Tasfiye memuru, tereke ile ilgili dava, takip ve idari işlemler hakkında mirasçılara bilgi
vermekle yükümlüdür.
Terekedeki taşınmazlar, açık arttırma veya bütün mirasçıların kabulü halinde pazarlık yoluyla
satılır.
Mirasçılar, tasfiye devam ederken tasfiye için gerekli olmayan tereke mallarının ve paranın
kısmen veya tamamen kendilerine verilmesini isteyebilirler.
-Hükme göre tereke mevcudu mirasbırakanın borçlarını ödemeye yetmekte ise sırasıyla şu kaidelere
uyulmalıdır: önce tereke borçları ödenir yani mirasbırakanın alacaklılarının alacakları ödenir, bu
borçları ödemeye yetecek nakit yoksa o halde tasfiye memuru veya hakim terekedeki taşınır ve
taşınmazları satışa çıkararak bunların paraya çevrilmesiyle alacaklıların hakları ödenir. Bundan sonra
tasfiye memuru mal vasiyetlerini ifa eder. Bunlardan sonra hala terekeden mallar kaldıysa bunlar
mirasçılara mümkün olursa aynen teslim edilir.

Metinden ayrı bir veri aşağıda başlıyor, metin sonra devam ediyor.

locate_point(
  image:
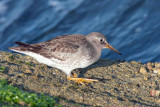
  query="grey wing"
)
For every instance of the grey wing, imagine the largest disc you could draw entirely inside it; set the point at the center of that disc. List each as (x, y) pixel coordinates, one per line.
(60, 50)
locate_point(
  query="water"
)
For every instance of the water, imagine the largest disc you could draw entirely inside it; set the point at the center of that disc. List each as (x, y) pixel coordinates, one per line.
(132, 27)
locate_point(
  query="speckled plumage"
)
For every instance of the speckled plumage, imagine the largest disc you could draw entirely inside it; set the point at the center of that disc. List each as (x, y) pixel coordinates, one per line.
(66, 52)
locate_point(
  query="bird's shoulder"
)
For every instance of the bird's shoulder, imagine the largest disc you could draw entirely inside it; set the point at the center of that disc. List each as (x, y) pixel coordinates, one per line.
(60, 47)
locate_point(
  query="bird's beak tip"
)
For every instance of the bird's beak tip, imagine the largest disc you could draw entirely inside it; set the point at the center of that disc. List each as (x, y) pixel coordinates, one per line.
(110, 47)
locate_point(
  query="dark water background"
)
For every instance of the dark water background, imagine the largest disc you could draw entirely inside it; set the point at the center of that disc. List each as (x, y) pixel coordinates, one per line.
(131, 26)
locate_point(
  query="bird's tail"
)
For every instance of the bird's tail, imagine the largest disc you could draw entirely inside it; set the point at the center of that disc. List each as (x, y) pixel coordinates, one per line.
(21, 47)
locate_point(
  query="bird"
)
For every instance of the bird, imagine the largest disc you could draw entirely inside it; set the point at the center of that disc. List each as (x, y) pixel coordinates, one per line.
(68, 52)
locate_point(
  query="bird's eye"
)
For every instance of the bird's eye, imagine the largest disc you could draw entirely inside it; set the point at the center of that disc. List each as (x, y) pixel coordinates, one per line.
(101, 41)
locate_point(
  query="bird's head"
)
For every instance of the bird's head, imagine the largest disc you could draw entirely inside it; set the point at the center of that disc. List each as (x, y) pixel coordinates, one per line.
(100, 41)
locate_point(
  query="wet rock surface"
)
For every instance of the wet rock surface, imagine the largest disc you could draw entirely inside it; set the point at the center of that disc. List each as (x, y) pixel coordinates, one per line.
(120, 83)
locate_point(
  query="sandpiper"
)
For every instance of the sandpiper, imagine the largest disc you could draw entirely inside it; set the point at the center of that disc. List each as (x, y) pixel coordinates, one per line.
(68, 52)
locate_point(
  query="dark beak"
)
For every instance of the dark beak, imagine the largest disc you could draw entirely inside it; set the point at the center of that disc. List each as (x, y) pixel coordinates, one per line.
(113, 49)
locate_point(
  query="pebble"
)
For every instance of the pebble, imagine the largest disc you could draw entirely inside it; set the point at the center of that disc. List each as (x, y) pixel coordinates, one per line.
(154, 93)
(143, 70)
(27, 71)
(149, 66)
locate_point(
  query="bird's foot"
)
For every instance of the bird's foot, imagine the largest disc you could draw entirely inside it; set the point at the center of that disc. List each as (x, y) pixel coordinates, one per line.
(83, 81)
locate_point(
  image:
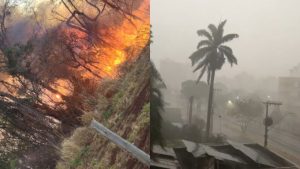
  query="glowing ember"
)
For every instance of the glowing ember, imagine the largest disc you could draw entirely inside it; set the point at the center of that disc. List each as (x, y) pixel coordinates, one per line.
(57, 96)
(132, 33)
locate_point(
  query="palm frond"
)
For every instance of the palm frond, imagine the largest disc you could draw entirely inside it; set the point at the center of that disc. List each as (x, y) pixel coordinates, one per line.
(203, 32)
(227, 51)
(204, 43)
(199, 54)
(201, 73)
(229, 37)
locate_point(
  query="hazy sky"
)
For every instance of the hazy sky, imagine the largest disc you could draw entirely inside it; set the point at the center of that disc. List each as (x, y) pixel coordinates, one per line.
(269, 32)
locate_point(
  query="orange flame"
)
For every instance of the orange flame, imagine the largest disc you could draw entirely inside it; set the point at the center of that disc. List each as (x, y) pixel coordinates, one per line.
(132, 33)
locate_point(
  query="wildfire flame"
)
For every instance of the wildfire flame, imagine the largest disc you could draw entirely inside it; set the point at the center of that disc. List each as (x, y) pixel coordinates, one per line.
(132, 33)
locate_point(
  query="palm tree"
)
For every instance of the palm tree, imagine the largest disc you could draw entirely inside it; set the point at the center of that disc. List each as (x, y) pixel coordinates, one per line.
(211, 55)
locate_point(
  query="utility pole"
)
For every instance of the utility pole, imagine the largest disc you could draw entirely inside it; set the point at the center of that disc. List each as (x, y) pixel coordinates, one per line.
(268, 121)
(190, 112)
(213, 110)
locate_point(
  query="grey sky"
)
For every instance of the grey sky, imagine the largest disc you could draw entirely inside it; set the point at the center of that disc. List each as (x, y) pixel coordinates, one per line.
(269, 32)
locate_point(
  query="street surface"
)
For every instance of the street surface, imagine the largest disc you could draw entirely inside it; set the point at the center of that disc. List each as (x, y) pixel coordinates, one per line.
(281, 142)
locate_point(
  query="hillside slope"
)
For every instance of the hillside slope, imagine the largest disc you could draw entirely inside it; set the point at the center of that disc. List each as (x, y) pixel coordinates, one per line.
(122, 105)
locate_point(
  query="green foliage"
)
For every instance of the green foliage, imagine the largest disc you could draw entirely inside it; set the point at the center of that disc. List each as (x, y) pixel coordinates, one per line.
(211, 53)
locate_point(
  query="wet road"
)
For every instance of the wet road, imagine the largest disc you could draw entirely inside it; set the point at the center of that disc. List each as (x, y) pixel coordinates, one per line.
(281, 142)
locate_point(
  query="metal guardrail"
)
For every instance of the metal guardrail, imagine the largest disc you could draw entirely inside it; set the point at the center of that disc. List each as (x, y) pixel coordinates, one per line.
(122, 143)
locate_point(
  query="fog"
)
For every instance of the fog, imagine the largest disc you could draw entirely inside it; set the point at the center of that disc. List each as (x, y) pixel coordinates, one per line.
(266, 50)
(268, 29)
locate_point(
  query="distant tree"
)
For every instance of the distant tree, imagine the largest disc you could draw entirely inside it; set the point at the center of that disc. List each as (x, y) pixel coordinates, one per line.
(246, 110)
(210, 56)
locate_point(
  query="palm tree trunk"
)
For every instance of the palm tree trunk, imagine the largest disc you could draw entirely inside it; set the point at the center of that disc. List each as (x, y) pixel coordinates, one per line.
(210, 101)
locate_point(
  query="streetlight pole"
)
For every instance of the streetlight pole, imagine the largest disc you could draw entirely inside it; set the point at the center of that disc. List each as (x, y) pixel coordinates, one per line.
(268, 121)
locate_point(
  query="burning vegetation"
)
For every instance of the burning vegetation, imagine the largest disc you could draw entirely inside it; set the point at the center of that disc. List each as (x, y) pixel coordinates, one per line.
(54, 67)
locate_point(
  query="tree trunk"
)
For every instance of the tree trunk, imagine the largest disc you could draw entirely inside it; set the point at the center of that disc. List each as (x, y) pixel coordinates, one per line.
(210, 102)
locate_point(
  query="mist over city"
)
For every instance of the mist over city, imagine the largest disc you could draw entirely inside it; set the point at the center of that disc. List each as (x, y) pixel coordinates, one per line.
(231, 71)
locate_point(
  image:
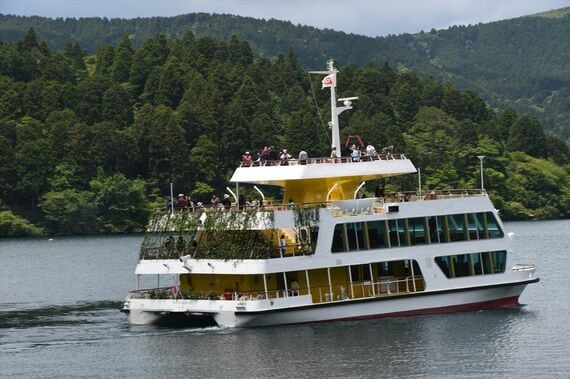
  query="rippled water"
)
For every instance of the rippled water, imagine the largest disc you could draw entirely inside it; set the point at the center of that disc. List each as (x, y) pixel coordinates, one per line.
(59, 317)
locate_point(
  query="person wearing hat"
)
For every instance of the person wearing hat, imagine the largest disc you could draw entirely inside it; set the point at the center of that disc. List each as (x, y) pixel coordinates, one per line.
(182, 201)
(284, 157)
(246, 159)
(227, 203)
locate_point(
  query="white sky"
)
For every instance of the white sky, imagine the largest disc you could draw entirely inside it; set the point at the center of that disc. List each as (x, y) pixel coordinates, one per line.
(367, 17)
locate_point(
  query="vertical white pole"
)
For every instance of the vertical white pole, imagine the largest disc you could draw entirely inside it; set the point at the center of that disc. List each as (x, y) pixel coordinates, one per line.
(481, 157)
(171, 198)
(308, 282)
(330, 284)
(265, 286)
(372, 280)
(286, 294)
(420, 182)
(350, 279)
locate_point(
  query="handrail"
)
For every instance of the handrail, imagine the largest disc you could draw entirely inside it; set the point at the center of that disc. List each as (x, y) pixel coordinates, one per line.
(321, 160)
(390, 197)
(320, 294)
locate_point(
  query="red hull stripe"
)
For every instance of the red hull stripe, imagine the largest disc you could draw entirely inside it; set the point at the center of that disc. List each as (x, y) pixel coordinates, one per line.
(506, 303)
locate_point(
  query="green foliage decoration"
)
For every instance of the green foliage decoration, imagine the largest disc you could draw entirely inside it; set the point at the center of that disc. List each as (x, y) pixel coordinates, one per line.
(210, 234)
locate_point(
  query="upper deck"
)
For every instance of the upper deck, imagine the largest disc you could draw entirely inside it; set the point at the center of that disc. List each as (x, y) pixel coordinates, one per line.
(317, 180)
(278, 173)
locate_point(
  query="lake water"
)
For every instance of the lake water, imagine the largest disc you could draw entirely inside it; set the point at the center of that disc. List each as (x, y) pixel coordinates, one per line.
(59, 317)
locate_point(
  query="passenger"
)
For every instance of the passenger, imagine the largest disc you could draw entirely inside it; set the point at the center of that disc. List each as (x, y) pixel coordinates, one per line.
(284, 158)
(227, 203)
(215, 202)
(282, 245)
(371, 152)
(303, 157)
(246, 159)
(294, 288)
(333, 152)
(273, 154)
(380, 192)
(355, 154)
(264, 154)
(182, 201)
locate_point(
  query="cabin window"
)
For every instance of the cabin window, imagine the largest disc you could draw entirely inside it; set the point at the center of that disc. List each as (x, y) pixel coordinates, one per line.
(360, 273)
(397, 233)
(461, 265)
(493, 226)
(377, 234)
(442, 229)
(417, 228)
(457, 227)
(338, 239)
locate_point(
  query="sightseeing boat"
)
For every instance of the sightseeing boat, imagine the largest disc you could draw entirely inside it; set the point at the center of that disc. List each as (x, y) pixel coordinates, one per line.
(325, 253)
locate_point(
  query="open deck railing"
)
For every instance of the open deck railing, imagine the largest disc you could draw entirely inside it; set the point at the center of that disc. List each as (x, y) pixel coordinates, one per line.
(320, 294)
(390, 197)
(312, 161)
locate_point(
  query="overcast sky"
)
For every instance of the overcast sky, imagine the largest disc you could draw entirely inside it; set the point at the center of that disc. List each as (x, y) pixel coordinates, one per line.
(368, 17)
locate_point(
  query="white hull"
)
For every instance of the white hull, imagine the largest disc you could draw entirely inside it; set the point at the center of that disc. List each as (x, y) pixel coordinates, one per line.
(294, 310)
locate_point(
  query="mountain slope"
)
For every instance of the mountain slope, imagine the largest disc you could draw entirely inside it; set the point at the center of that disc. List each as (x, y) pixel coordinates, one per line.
(519, 63)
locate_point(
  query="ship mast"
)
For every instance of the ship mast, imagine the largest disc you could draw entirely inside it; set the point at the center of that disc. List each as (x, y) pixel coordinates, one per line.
(330, 81)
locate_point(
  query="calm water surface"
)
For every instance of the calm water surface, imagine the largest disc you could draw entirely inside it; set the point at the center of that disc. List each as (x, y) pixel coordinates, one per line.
(59, 317)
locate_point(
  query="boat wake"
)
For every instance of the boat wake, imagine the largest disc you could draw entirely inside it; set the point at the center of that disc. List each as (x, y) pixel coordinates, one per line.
(23, 315)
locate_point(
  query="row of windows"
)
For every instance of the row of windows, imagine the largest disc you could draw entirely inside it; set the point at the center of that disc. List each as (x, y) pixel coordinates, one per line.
(456, 266)
(415, 231)
(396, 269)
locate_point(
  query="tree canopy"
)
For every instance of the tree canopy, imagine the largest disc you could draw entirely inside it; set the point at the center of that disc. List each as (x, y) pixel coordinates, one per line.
(90, 148)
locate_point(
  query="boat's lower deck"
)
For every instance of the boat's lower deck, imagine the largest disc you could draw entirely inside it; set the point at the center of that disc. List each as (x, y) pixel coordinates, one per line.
(245, 312)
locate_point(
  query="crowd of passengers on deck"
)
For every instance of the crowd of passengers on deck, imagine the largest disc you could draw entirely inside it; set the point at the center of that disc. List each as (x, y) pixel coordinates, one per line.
(269, 155)
(185, 202)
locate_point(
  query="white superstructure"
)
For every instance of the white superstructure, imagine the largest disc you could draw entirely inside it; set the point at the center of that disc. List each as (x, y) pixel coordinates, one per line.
(323, 254)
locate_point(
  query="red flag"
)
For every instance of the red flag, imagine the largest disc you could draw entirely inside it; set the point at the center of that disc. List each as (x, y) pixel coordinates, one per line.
(328, 81)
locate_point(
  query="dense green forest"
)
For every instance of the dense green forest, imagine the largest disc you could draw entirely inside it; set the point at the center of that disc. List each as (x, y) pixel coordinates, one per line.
(519, 63)
(90, 143)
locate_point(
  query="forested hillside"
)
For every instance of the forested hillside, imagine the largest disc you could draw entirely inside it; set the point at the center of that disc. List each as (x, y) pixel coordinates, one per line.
(90, 143)
(518, 63)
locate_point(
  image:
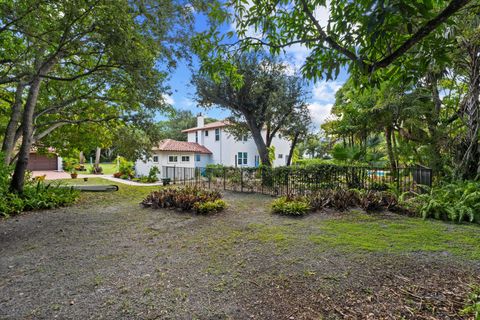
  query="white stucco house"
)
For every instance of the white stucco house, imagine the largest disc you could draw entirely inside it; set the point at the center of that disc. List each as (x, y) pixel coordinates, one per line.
(210, 144)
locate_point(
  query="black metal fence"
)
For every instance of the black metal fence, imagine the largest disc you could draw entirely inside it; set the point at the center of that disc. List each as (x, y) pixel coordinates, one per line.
(300, 180)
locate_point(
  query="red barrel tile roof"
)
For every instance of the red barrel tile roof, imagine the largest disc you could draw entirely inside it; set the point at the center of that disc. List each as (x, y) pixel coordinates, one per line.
(181, 146)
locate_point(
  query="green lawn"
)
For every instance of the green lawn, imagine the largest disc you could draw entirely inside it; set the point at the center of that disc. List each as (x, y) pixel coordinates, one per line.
(108, 168)
(115, 259)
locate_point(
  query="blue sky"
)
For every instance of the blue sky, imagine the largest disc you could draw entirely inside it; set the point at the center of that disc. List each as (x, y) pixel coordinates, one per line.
(322, 92)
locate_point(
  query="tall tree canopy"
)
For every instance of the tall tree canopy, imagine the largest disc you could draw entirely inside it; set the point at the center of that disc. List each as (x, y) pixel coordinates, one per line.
(268, 98)
(69, 62)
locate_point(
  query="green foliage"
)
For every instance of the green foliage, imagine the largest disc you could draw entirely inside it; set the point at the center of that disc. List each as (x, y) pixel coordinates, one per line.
(125, 168)
(186, 199)
(291, 206)
(210, 206)
(472, 306)
(36, 194)
(70, 164)
(457, 201)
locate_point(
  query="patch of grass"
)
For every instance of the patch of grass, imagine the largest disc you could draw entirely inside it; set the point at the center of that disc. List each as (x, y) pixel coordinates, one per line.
(374, 234)
(125, 193)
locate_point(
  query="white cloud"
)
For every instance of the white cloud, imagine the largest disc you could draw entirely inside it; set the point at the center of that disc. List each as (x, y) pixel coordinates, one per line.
(325, 90)
(168, 99)
(319, 112)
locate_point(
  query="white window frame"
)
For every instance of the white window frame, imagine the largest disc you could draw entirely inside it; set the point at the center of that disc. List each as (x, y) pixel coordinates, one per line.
(242, 158)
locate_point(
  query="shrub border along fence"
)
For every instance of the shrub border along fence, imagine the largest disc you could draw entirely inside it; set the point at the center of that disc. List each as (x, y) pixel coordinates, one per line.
(300, 180)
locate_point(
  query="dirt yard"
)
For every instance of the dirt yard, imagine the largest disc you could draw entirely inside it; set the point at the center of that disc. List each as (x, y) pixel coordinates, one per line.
(108, 258)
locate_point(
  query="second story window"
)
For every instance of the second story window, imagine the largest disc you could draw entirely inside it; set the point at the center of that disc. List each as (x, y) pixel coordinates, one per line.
(242, 158)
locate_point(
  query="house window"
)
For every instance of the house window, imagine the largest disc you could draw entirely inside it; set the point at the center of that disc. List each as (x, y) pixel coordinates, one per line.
(242, 158)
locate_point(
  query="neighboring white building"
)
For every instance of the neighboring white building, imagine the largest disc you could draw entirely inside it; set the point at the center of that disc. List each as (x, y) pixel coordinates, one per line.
(211, 144)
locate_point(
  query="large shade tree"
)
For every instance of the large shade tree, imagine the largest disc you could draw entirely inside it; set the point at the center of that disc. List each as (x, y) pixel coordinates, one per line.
(70, 62)
(262, 103)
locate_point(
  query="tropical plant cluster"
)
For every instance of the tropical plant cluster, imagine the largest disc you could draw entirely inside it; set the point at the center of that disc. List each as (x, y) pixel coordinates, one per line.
(186, 199)
(126, 169)
(455, 201)
(36, 194)
(339, 199)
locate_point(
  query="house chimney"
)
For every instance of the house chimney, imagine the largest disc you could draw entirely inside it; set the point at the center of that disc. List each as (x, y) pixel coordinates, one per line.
(200, 120)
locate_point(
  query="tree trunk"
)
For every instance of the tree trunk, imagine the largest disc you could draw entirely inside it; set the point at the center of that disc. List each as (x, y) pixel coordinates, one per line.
(259, 142)
(18, 179)
(390, 153)
(433, 122)
(469, 149)
(292, 148)
(9, 140)
(81, 158)
(97, 156)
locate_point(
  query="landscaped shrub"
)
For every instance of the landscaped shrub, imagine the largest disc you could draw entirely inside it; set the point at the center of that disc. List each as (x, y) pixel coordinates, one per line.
(297, 206)
(457, 201)
(125, 169)
(36, 195)
(186, 199)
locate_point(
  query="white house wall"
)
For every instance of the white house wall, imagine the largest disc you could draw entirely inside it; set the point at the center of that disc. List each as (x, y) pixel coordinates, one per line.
(142, 167)
(225, 150)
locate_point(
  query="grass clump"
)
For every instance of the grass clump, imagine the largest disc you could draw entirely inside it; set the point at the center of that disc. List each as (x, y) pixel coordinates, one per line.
(291, 206)
(187, 199)
(210, 206)
(361, 232)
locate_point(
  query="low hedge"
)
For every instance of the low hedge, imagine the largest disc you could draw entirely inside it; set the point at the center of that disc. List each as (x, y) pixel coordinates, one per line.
(188, 198)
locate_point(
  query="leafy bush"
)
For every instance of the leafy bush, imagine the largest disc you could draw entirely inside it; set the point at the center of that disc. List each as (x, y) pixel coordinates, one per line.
(210, 206)
(36, 195)
(186, 199)
(125, 169)
(457, 201)
(291, 206)
(152, 174)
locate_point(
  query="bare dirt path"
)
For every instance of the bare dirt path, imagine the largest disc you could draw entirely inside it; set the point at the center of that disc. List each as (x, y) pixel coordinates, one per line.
(107, 258)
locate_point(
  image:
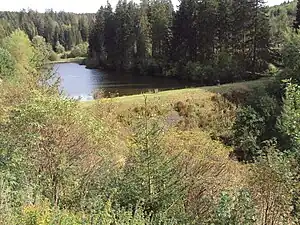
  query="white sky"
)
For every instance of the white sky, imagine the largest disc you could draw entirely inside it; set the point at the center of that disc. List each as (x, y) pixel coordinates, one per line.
(77, 6)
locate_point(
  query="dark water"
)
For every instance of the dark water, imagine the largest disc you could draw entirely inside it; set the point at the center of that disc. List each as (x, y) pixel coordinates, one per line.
(79, 82)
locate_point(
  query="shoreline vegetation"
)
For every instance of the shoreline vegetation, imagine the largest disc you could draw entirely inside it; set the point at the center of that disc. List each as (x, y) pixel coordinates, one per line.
(222, 155)
(79, 60)
(224, 89)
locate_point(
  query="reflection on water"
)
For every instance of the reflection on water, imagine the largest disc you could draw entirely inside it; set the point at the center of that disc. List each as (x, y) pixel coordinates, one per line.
(79, 82)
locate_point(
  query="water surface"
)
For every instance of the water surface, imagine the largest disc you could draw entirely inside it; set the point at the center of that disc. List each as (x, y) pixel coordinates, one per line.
(79, 82)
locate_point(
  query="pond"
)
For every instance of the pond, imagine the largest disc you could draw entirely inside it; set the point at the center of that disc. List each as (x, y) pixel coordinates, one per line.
(79, 82)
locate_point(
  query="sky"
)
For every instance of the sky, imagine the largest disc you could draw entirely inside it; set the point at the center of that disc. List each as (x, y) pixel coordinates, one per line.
(77, 6)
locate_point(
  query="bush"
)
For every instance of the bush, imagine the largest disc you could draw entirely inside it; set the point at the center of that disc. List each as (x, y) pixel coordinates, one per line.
(59, 48)
(53, 56)
(43, 51)
(7, 64)
(79, 50)
(21, 49)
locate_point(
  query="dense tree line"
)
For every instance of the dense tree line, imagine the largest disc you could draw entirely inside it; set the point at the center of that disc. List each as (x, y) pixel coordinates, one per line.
(203, 40)
(58, 28)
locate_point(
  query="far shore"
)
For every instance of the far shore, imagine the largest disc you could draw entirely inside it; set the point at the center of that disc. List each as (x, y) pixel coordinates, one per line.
(79, 60)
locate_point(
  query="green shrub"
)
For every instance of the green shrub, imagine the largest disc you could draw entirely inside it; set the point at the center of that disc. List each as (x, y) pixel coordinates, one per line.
(79, 50)
(53, 56)
(238, 209)
(59, 48)
(7, 64)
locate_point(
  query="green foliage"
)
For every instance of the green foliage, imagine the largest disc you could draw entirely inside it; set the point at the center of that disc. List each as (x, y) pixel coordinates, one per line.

*** TMK m.636: İflas usulü ile tasfiye – Mevcudu borçlarını ödemeye yetmeyen terekenin tasfiyesi,
sulh mahkemesince iflas hükümlerine göre yapılır.
- Hükme göre mirasbırakanın terekesi borca batıksa sulh mahkemesi icra iflas kanunu hükümlerine
göre tasfiyeyi yapar. Terekedeki taşınır taşınmaz malları paraya çevirip alacaklara tahsil edecektir.
Şikayet Hakkı
*** TMK m.634/son: Tasfiye memuru, göreviyle ilgili işlerini sulh mahkemesinin gözetim ve denetimi
altında yürütür. Mirasçılar ve tereke alacaklıları, sulh mahkemesine, tasfiye memuru tarafından
yapılan veya tasarlanan işlemlerden dolayı bunu öğrendikleri tarihten başlayarak yedi gün içinde
yazılı olarak şikayette bulunabilirler.
Sonuçları
*** Alacaklılar, mirasçılardan alacaklarını yalnızca tereke ile sınırlı olarak isteyebilirler. Bu alacaklar
için mirasçılara gidilmez, mirasçılar tereke dışındaki şahsi malvarlıklarıyla sorumlu değildirler.
*** Arta kalan mallar üzerinde mirasçılar elbirliğiyle mülkiyet hak sahipliği söz konsudur.